The fight to save ourselves and our planet is now down to us. There is no one coming to save us and Australia demonstrates this clearly. The response of the “opposition” party in Australia the social democratic Labour Party (ALP) has been to line up with the conservative government, and double down on its commitment to the coal industry in an attempt to prove itself a bigger supporter of coal than the conservatives.
Coal and fossil fuels are the engine room of the Australian economy and the ALP has shown they care more for the bosses than the workers. The greatest ally Morrison has is the new leader of the ALP, Anthony Albanese. After an unexpected loss to the Tories in the 2019 federal election, the ALP concluded it should be more conservative than the conservatives, rather than tacking further left and adopting a policy of just transitions away from fossil fuels.
In this crisis, every other major institution from NGO’s to unions has followed the ALP and fallen into line prioritising national unity and stabilising the system over all else. Even the Green Party has been completely absent during the crisis, bar a few individuals making some respectable angry noises and some calls for a Royal Commission. The unions, linked to the ALP, rather than organising mass walk-outs of workers from work sites in cities choking on smoke, have been calling on workers to donate to fundraising and to volunteer to rebuild fire devastated communities. Every major capitalist corporation from banks to supermarket chains are greenwashing themselves with fundraising drives and (pathetic) donations, and the media is beginning to slip into the rhythm of normalising the crisis.

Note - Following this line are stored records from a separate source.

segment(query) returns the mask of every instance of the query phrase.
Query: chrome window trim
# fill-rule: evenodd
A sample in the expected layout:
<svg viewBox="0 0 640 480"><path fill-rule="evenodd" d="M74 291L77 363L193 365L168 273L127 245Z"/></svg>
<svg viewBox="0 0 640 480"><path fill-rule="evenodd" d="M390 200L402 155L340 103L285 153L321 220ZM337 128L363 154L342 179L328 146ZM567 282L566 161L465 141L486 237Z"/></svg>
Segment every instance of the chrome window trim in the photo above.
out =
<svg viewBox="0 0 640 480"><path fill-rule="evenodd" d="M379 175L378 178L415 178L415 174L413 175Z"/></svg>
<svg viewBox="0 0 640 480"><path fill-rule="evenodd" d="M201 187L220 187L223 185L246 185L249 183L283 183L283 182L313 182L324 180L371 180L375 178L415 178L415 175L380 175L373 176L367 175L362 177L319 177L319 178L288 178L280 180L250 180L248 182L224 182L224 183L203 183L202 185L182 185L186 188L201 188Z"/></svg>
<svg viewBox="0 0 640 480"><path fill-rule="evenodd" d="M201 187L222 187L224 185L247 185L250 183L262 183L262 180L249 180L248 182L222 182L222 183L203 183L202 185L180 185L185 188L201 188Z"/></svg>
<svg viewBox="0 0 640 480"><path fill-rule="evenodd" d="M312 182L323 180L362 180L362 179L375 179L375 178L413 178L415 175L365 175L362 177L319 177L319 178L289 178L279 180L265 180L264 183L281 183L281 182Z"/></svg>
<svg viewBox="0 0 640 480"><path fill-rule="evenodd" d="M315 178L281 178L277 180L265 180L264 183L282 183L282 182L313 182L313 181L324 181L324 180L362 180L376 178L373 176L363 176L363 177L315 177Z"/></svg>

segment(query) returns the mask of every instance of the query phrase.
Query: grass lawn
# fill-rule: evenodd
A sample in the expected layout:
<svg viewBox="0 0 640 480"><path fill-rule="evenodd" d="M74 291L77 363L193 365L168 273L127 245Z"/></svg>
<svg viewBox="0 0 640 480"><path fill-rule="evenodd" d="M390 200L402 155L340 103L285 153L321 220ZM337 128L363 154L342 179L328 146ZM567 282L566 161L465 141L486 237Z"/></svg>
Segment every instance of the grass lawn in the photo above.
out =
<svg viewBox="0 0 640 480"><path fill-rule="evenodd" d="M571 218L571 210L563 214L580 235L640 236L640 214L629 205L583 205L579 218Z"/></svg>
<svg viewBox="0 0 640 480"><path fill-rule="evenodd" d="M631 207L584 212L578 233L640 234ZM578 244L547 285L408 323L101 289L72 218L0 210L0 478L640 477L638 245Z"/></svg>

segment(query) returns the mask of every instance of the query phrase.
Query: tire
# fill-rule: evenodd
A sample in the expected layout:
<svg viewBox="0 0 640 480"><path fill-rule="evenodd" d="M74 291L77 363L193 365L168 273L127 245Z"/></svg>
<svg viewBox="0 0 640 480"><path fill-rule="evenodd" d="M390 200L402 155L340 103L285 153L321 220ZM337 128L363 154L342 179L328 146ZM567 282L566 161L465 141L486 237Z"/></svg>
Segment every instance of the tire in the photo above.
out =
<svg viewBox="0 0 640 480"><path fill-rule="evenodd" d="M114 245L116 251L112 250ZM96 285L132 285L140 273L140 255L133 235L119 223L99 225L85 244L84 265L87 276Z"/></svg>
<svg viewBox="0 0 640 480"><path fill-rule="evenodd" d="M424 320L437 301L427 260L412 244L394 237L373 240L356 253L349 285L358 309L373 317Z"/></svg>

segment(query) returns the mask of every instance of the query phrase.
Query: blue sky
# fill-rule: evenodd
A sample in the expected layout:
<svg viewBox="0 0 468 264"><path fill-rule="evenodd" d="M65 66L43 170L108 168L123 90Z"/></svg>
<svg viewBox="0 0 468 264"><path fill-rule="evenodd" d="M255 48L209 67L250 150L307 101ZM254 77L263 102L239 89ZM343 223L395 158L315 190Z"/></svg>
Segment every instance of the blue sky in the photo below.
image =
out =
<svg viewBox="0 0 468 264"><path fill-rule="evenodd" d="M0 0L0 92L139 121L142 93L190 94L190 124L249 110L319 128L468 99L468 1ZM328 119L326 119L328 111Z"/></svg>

Australia is the new front in a war on our planet and on the working class and the poor. A series of authoritarian laws have been introduced in recent years, and some already put to use against protestors for climate justice. A Labour government in Victoria tried to stop a protest last week on the basis that police resources would be stretched. The same riot police who brutalised climate activists outside an international mining conference weeks ago! University Students for Climate Justice refused to back down in the face of enormous pressure from the government, police minister, NGO’s and the media and 30,000 people turned up to the protest in torrential rain- angry and demanding that the Prime Minister be sacked.
Hundreds of thousands of people in Australia, perhaps millions, are enraged about climate change and hate the government. This includes a layer of young people and workers open to the argument that we need a revolution to overthrow capitalism to stop our country from burning and the planet from being destroyed. The only thing to do is to be bold, to defy those who say we should not defy them, and to organise with those who want to tear down the system that is tearing apart our world. Another world is possible. It is needed urgently and Australia is a window into the future for the rest of the world – of either destruction, or, the foundations of a better world.